Assemble the cleaning products and tools you’ll need. There are a lot of options when it comes to cleaners, so choose what works best for you. You will want white vinegar, along with some type of disinfectant, toilet bowl cleaner, and glass cleaner. Make sure you have other supplies on hand like a toilet brush, tub scrubber, sponges or rags, a bucket, paper towels, and rubber gloves (optional but nice).
Start by gathering loose items and clearing space, which both makes it easier to clean and help you avoid the inefficient game of chasing all your toiletries around the countertop. Move them into a cabinet or container that you can stow out of the way and do the same for your shower items. Throw any dirty towels or washcloths into the laundry hamper to be washed later.
Bathrooms tend to attract a lot of hair and dirt. To save yourself from an overly grimy sponge, do a first pass on all surfaces using a paper towel and basic cleaner. Vacuum or sweep up any hair or dirt on the floor as well.
Did you know that the germiest place in your bathroom is not the toilet? It’s actually your shower curtain and shower floor. And your sink isn’t that great either. Be thorough as you clean, making sure to hit all the following key areas.
First squirt towel bowl cleaner into the bowl, making sure to get up underneath the rim as well, and let it sit for a few minutes. In the meantime, use cleaner on a sponge or rag to clean around the hinges, the tank, the lid, and the base of the toilet where it meets the floor. Use a paper towel and disinfectant to wipe the seat as the final step; don’t forget to clean the underside of the lid too. As the final step, use your toilet brush to scrub the entire bowl and under the rim.
Before you start on the rest of the shower, take a plastic bag filled with white vinegar and attach it to your showerhead with a rubber band.

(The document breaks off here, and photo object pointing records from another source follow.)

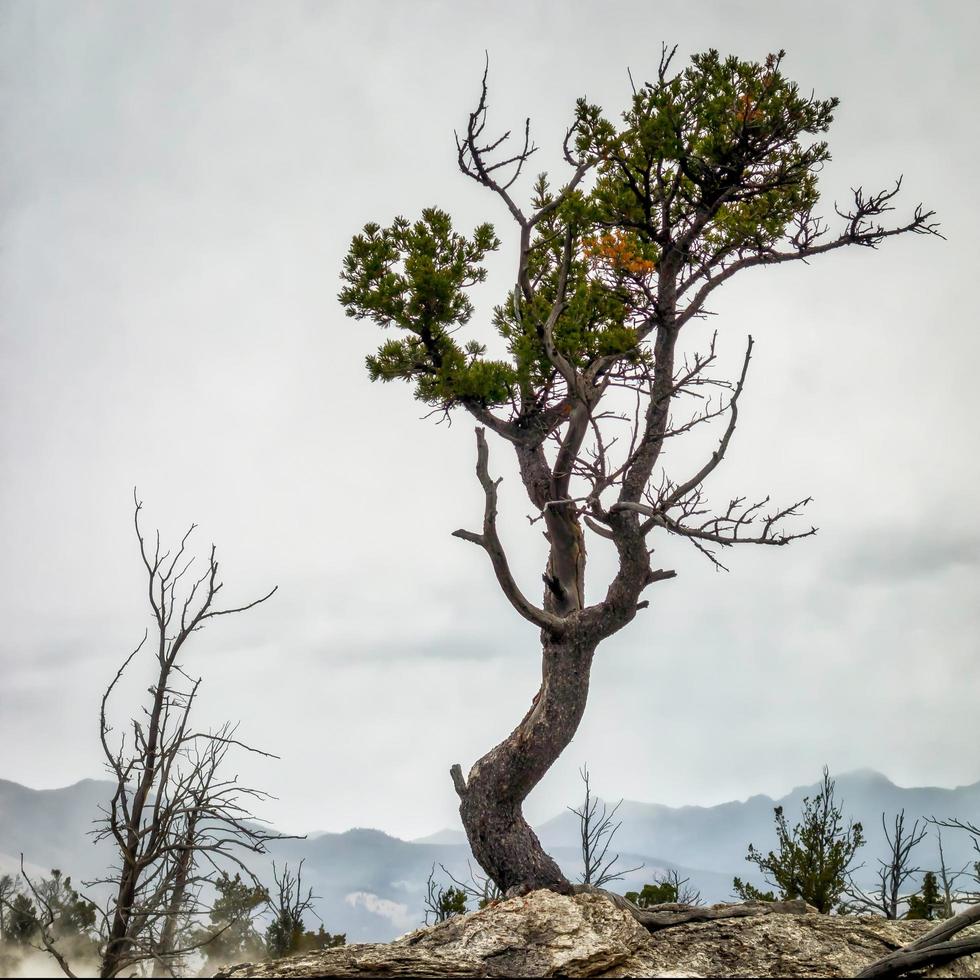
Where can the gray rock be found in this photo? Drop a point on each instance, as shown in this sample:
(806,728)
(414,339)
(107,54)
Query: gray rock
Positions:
(544,934)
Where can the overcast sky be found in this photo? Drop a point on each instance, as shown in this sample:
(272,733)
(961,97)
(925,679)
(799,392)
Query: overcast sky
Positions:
(179,185)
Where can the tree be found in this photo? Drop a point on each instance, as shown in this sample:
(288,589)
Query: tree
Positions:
(173,813)
(8,889)
(287,933)
(443,902)
(813,860)
(893,873)
(667,888)
(596,832)
(480,888)
(22,920)
(928,903)
(231,935)
(711,172)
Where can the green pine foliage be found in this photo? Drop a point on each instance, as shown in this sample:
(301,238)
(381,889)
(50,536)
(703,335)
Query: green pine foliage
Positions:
(658,894)
(811,860)
(731,132)
(231,935)
(928,904)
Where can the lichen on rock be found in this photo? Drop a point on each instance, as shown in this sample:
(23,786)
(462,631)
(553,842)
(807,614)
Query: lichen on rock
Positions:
(544,934)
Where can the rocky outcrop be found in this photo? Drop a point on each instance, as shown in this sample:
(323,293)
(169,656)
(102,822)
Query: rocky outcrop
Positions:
(544,934)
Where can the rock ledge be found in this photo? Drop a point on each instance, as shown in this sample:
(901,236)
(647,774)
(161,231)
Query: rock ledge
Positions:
(544,935)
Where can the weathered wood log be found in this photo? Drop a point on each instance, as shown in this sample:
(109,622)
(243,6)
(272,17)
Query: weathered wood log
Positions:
(933,949)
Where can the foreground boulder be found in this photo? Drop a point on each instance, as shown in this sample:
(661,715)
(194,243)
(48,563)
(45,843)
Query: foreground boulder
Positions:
(544,934)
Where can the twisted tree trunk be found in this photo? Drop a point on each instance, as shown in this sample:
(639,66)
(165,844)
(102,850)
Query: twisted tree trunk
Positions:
(501,839)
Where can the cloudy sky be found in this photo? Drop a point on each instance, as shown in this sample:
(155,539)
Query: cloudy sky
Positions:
(180,183)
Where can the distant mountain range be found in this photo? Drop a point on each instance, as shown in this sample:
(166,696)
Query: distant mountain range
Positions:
(371,885)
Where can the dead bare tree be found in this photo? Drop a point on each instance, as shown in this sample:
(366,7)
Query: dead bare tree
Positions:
(948,877)
(596,832)
(288,906)
(893,871)
(174,816)
(712,172)
(972,871)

Let it sit for an hour (but not more than a half hour if it’s made of brass). Alternatively, you can unscrew the showerhead and place it in a bowl of vinegar.
As your showerhead soaks, spray your shower walls and bathtub with disinfectant and clean with a sponge or tub brush. If you have grouted tile, dip a grout brush (or spare toothbrush) in bleach and scrub in between the tiles.

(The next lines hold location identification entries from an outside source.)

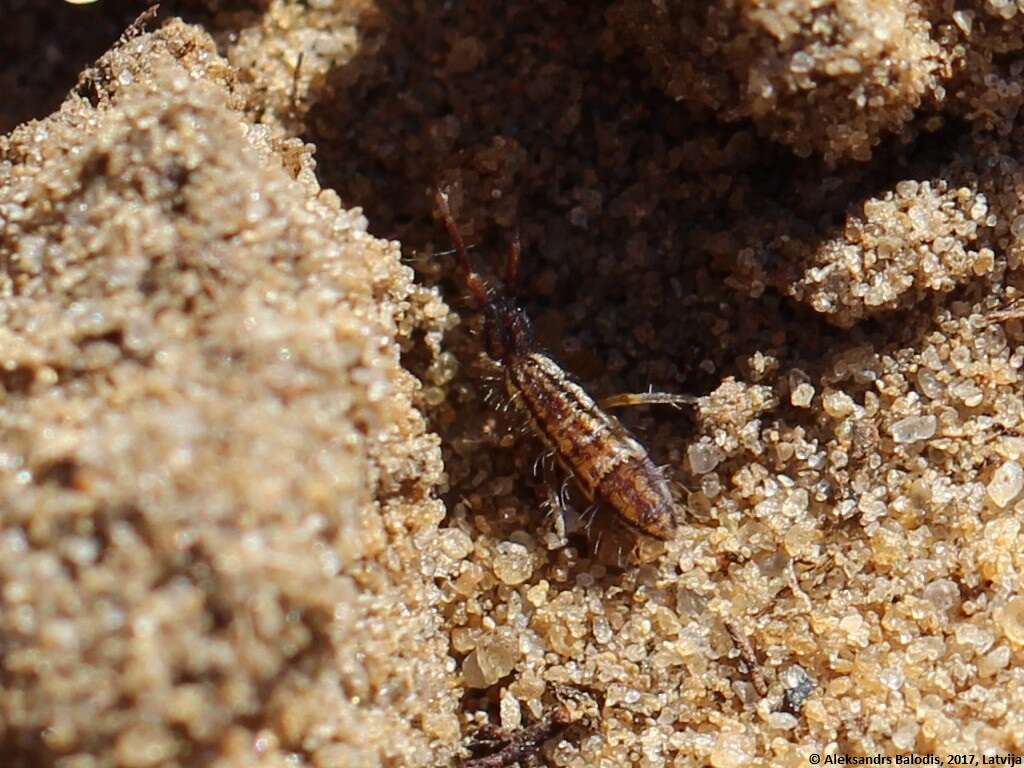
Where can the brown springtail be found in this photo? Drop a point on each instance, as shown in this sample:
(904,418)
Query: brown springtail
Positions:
(609,465)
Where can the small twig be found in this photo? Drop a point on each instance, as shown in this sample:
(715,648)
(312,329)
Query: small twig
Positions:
(523,743)
(748,655)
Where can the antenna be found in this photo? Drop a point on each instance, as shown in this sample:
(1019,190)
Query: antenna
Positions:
(474,284)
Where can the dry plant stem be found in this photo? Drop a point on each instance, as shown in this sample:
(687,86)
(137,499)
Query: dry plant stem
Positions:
(524,743)
(748,655)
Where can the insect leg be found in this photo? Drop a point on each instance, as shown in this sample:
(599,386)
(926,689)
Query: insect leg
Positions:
(647,398)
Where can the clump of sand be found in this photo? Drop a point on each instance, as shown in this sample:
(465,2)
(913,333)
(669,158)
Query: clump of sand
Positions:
(824,253)
(214,482)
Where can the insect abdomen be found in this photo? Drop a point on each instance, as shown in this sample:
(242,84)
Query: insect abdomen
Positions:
(608,463)
(641,496)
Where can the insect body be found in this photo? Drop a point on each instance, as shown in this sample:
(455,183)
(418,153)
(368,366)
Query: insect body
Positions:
(609,465)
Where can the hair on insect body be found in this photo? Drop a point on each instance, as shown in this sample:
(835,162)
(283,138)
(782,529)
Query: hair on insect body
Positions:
(610,467)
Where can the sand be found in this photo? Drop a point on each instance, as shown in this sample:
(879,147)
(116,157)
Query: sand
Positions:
(257,510)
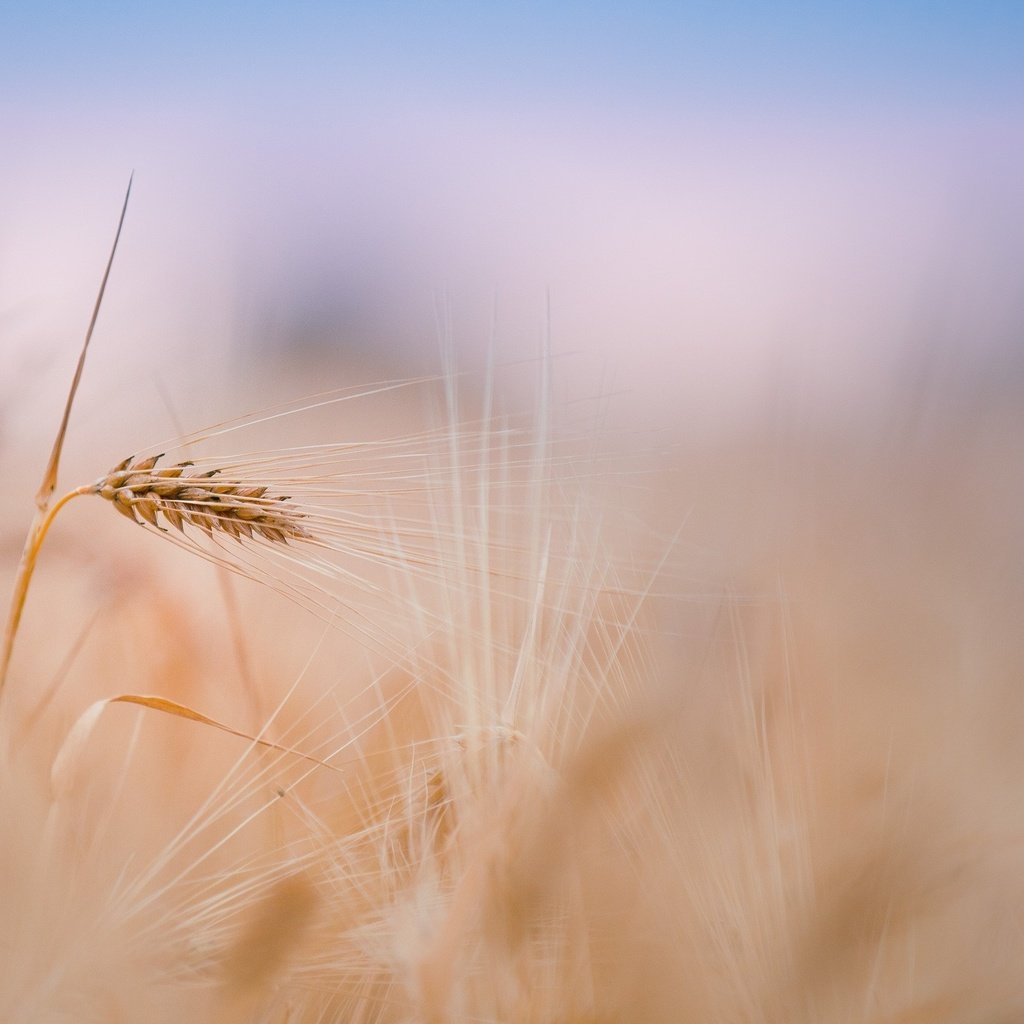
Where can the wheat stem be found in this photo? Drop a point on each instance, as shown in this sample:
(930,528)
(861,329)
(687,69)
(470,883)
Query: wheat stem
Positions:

Examine your shower curtain for any signs of mold or mildew. (To help prevent this, fully close your curtain after each shower so it can dry fully between uses.) You should aim to replace your shower liner every six months, but you can make it last longer by spraying it each cleaning session with a solution of one part vinegar to four parts water and rinsing it with warm water. Alternatively, shower curtains can also be thrown in the washing machine.
Spray your mirror with glass cleaner and wipe with a paper towel or lint-free cloth. Then clean the countertops, sink bowl, faucet, and handles with disinfectant. To keep your drain in good shape, carefully spoon a half cup of baking soda into the drain and let it sit for a few minutes. Next, pour a half cup of white vinegar and let it fizz for ten or fifteen minutes before flushing it with hot water.
Your floors should be clear now of hair and loose dirt. Choose a cleaning solution according to the type of flooring you have or opt for a mild, all-purpose cleaner. Cover and scrub the whole floor using a mop, making sure to get into corners and along floor edges. Use a paper towel to clean the top of your moldings as well. If your cleaning solution requires it, rinse the floor before drying it with a towel, or simply let it air dry.
Throw all towels and washcloths into the washing machine and dry them on hot too to fully sanitize them. If your bathmats are machine washable, put those in a separate load as they are likely to be dirtier.
Fold your dry towels, and store them outside of the bathroom or in a cabinet that closes to keep them out of the path of aerosolized germs from your toilet.
By incorporating these steps into a regular cleaning routine, your bathroom will be the sparkling oasis that you deserve.